What is most often thought of are financial interests left over from some lucrative private-sector employment, although problems related to that can be ameliorated through arrangements such as blind trusts. Probably harder to deal with is the legacy of the kind of relationship Rice had with Kagame.
Consulting firms whose shingles feature former senior officials who recently left office are selling influence and access at least as much as they are selling expert advice. Relationships that are ones of advocacy, trust, and taking action on behalf of the client’s interests are not relationships that can be turned on and off like a light switch.
The political systems of most other advanced democracies avoid most of these problems. The top national layer in those systems is peopled by a small political class that includes ministers who sit in cabinets and who, to do so, must subject themselves to a vote of the electorate.
Below them is a professional bureaucracy, part of whose defining characteristic (Japan is a conspicuous exception) is a commitment to execute faithfully the policies of whichever political masters are currently in office. The bureaucrats do not try to inject their own policies, and they do not acquire baggage from stints outside government.
Paul R. Pillar, in his 28 years at the Central Intelligence Agency, rose to be one of the agency’s top analysts.
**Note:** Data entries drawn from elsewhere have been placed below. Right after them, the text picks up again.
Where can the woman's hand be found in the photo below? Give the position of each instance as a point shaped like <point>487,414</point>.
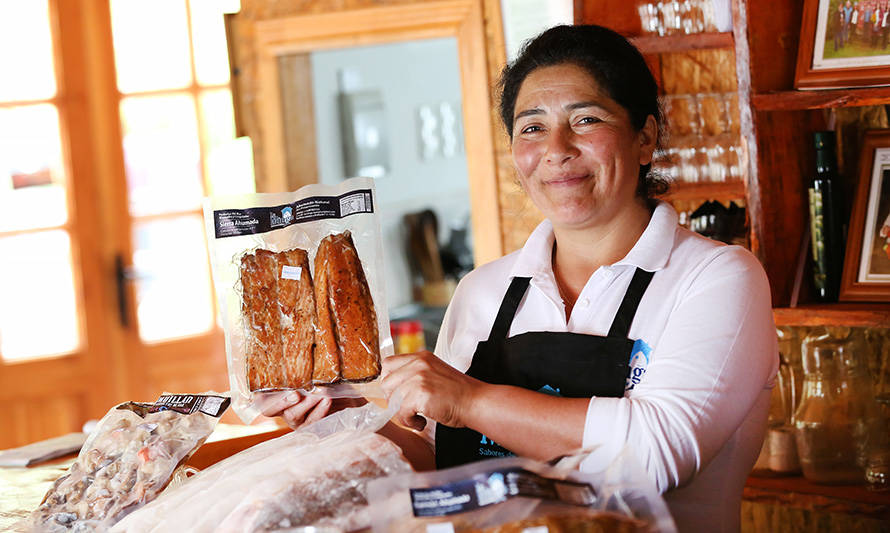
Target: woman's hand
<point>429,387</point>
<point>299,409</point>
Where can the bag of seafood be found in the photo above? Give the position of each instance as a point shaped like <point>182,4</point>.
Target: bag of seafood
<point>299,281</point>
<point>520,495</point>
<point>127,461</point>
<point>314,478</point>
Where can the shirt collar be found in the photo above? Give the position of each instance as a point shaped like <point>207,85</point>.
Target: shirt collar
<point>651,251</point>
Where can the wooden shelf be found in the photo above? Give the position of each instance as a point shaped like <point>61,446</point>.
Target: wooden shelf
<point>822,99</point>
<point>712,190</point>
<point>867,315</point>
<point>654,44</point>
<point>800,493</point>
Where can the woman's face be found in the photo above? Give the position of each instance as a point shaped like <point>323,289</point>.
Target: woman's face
<point>576,151</point>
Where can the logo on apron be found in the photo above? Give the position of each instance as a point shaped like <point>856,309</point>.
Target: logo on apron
<point>639,362</point>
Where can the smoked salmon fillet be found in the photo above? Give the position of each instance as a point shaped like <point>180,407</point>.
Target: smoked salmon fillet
<point>278,306</point>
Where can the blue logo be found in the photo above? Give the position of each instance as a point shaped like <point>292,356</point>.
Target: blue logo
<point>547,389</point>
<point>639,362</point>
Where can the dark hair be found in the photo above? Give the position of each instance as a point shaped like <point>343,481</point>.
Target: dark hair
<point>614,63</point>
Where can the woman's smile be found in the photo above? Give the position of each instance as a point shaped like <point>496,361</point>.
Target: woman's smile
<point>577,154</point>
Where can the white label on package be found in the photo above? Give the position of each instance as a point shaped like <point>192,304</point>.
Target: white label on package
<point>289,272</point>
<point>445,527</point>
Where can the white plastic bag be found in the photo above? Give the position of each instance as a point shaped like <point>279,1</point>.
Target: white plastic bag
<point>315,476</point>
<point>127,461</point>
<point>518,494</point>
<point>271,254</point>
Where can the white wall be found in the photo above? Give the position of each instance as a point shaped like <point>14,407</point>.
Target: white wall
<point>409,75</point>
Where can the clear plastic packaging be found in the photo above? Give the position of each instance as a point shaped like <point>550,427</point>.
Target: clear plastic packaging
<point>299,280</point>
<point>516,494</point>
<point>315,476</point>
<point>127,461</point>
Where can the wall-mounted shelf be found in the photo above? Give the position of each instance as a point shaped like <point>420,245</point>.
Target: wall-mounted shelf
<point>723,191</point>
<point>800,493</point>
<point>867,315</point>
<point>654,44</point>
<point>822,99</point>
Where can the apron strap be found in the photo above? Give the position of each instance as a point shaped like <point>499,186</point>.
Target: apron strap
<point>625,315</point>
<point>508,308</point>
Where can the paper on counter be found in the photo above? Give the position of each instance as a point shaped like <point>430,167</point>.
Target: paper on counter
<point>44,450</point>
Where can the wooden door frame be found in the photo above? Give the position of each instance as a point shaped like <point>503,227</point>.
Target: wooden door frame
<point>462,19</point>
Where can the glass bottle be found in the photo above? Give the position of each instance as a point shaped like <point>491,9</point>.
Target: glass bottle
<point>826,233</point>
<point>825,420</point>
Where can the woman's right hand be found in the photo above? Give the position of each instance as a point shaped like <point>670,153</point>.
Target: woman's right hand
<point>298,409</point>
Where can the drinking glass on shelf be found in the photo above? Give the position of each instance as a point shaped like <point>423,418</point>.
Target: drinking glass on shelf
<point>671,14</point>
<point>650,18</point>
<point>716,159</point>
<point>732,111</point>
<point>665,162</point>
<point>689,170</point>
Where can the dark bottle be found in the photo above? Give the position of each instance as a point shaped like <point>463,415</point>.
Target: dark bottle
<point>826,230</point>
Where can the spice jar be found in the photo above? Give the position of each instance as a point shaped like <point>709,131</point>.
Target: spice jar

He is now a visiting professor at Georgetown University for security studies. (This article first appeared as a blog post at The National Interest’s Web site. Reprinted with author’s permission.)
Dr. Rice:
As a 64 year old, gay, Vietnam veteran, who has lost past lovers to aids, cannot believe that you didn’t go for the gold. As a former supporter of John McCain, his behavior (since his loss to President O’Bama) has been pathetic. I understand the good of the country, however, the president should have forced you to proceed to the post….they are in the minority, they are losers and they now know it…..a tough pill to swallow….your dignity and support for the president is evident, but to let the losing party in our country call the shots in this case is disgraceful both to you and the president…Rod
Grimm Gloomworld looks at the Rice issue:
http://www.guardian.co.uk/commentisfree/2012/dec/11/susan-rice-benghazi-secretary-state?commentpage=1
Excellent article-I would particularly recommend Greenwald’s advice and check out the Glen Ford article, which has appeared on Black Agenda report and elsewhere. Rice is a shark in wolf’s clothing.
I just watched the CNN corporate shills singing Susan Rice’s praises under the direction of Maestro Wolfgang Blitzkrieg. I guess nobody in the fawning corporate media is willing to go after her war mongering. Despite the fact that she is philosophically aligned with the Neocons, McCain and Graham oppose her, but Lieberman loves her for obvious reasons. The only one telling a grain of truth was Scary Mary Matalin. As much as I like her husband, James Carville, even he thinks Hillary would make a great candidate for 2016. Progressives have welcomed the Neocon Trojan Horses aboard with open arms and open gates…Balkanization of the “Global South” appears to be a fait accompli.
Sorry, but I don’t understand your objections to Rice. Are there other objections you can’t tell us? Other than not being a lawyer, which I’m not sure makes a person qualified for a foreign-policy position anyway, what makes her different from Hillary Clinton or Condoleeza Rice? You think these two “questioned authority” or had no conflicts of interest in places like Africa or elsewhere? Your biggest criticism is that she works hard to please her bosses, or that John McCain, Lindsey Graham and Susan Ayotte were “confused” by their meeting? At least you and Heilbrunn agree the Benghazi affair is overblown political hackery. So unless you come up with more compelling reasons to be against her nomination, I won’t agree.